Density Functional Study of Molecular Orbitals of Ferrocene and Cobaltocene Molecules

Abstract

The electronic structure and geometry optimization of ferrocene and cobaltocene molecules are calculated using DFT/B3LYP with the basis set of 6-31G (d). The Eigen values, Eigen vector and population analysis of the molecules show that the first 13 molecular orbitals in ferrocene and 12 in cobaltocene have contribution from 2pz orbitals of carbon of (C5H5)- and 4s, 4p and 3d orbitals of iron and cobalt respectively. We found that the extent of involvement of metal orbitals in the two cases is different.

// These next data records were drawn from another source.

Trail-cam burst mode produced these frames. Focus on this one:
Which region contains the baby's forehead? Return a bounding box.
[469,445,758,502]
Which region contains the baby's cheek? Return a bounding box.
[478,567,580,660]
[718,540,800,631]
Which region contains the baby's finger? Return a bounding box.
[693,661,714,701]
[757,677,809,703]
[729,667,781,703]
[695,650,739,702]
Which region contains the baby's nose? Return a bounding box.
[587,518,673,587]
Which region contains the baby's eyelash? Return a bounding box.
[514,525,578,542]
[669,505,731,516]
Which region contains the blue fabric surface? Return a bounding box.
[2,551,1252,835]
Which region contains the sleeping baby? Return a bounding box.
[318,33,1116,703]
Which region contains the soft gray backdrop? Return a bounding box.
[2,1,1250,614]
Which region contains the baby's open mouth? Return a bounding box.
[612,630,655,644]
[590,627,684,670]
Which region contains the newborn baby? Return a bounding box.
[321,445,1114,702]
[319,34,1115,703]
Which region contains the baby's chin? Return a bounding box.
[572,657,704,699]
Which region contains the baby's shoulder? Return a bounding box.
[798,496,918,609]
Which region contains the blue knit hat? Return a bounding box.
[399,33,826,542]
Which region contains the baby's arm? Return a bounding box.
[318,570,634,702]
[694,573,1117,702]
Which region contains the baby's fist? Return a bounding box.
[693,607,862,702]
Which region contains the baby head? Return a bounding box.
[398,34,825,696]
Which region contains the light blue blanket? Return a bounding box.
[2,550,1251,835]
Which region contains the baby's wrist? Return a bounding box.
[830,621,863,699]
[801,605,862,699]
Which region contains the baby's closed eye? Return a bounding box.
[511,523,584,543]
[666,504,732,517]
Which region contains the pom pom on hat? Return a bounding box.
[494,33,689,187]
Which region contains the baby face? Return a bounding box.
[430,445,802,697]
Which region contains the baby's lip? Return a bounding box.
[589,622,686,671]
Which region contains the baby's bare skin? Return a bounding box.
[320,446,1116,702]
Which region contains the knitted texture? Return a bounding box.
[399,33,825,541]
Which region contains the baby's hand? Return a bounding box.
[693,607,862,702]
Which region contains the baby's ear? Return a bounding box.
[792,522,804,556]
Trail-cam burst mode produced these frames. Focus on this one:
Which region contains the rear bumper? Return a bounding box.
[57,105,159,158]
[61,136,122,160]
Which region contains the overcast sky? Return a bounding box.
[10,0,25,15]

In ferrocene the maximum involvement out of 4s and 4p orbital is in the order 4pz>4py>4s>4px and out of 3d orbitals the order of involvement is 3dyz>3dxz>3d2z>3dx2-y2>3dxy. The involvement of corresponding orbital in cobaltocene with respect to the 4s and 4p orbitals is in the order of 4s>4pz>4py>4px and in 3d orbitals the order is 3dx2-y2>3dxz>3d2z>3dx2-y2 and 4py>4px>4s>4pz molecules. The total involvement of 3d, 4s and 4porbitals of metal and 2pz orbitals of the ten carbon atoms of both ligands of (C5H5)- in ferrocene and cobaltocene respectively are 42.2528 and 40.2388 hence we can conclude that ferrocene is more stable than cobaltocene. Similar results are found from calculation of parameters like dipole moment, HOMO-LUMO gap and Mullikan charge distribution. The population analysis shows that only 2pz orbitals of carbon of (C5H5)- and 3d orbitals of metal provide electrons to MOs of ferrocene and cobaltocene.